The novel of adultery could, perhaps, be traced back to the
“courtly love” tradition of the European Middle Ages, but Hawthorne’s The Scarlet Letter (1850), Flaubert’s Madame Bovary (1856), and Tolstoy’s Anna Karenina (1870s) established the 19th
century tradition. The Awakening, however, is the only one that was effectively
removed from public circulation because of its negative reviews as an immoral
book, perhaps because it is more open in its depiction of a female character
who enjoys sex or perhaps because it was written by a woman or both.
Hawthorne’s novel begins after the fact and focuses on
Hester Prynne’s transformation from “sinner” to “saint,” but like Flaubert’s
and Tolstoy’s heroines, Edna Pontellier in The
Awakening commits suicide in the end.
It might have been possible to read Chopin’s novel as a
cautionary tale, relating the sad fate of a sinful woman, but no one did, again
perhaps because Edna’s sensuality is too openly represented. Though the price of pleasure is suicide, she
indeed seems to experience pleasure in her forbidden affair and admits to
herself that she would, no doubt, seek out more such affairs once the current
one ends.
It didn’t seem to matter to reviewers at the time that a
primary motive for the suicide is concern for her children. Edna seems to foresee how her transgressions
would harm her children. Neither Chopin
nor the reviewers lived in a time when the harmful effects of a parent’s
suicide on the children were well understood.
Since the second wave of feminism in the 1960s and 70s Chopin’s
novel has been received as a feminist classic, portraying a heroine who defies
the restrictive Victorian conventions of the 19th century and
pursues her own emancipation, not only from an unhappy marriage, but from an
oppressive society.
Perhaps the conflicting attitudes toward the book rest on
the same textual characteristic, namely that Edna is largely presented
sympathetically and the reader is invited to identify with her. The strict sexual moralists of the 19th
century were, no doubt, more shocked by the sympathetic portrayal of an
adulteress than they were mollified by her suicide at the end. Feminists of the 20th century,
however, did identify with Edna’s oppression and her quest for
emancipation. For them, her suicide
merely underscors the injustice of a society in which a liberated woman cannot survive.
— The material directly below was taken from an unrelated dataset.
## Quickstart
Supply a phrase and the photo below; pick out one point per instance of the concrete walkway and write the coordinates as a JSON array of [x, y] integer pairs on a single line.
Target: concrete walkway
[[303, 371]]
From a more universal perspective, the novel could also be
viewed in conflicting ways: either as a cautionary tale of crime and punishment
or as a tragic quest for freedom and fulfillment. The key seems to be whether readers identify
with Edna as a sympathetic heroine or whether they view her as a selfish
narcissist, who is a dangerous threat to marriage, motherhood, and social
stability.
Who is the enemy: the repressive society or the rebellious
individual seeking liberation?
One is tempted to dismiss the conflict as an anachronism in
the 21st century. Surely most
readers today would be most likely to view Edna as a victim of sexist
oppression who struggles heroically against social injustice. But consider the debate that can still get
quite heated over stay-at-home moms vs. working moms who put their children in
day care. While contemporary readers may
be more willing to forgive Edna’s adultery, they may not be so willing to forgive
her neglect of her children.
The conflict between motherhood and women’s emancipation may
be as universal as any story of crime and punishment or tragic quest.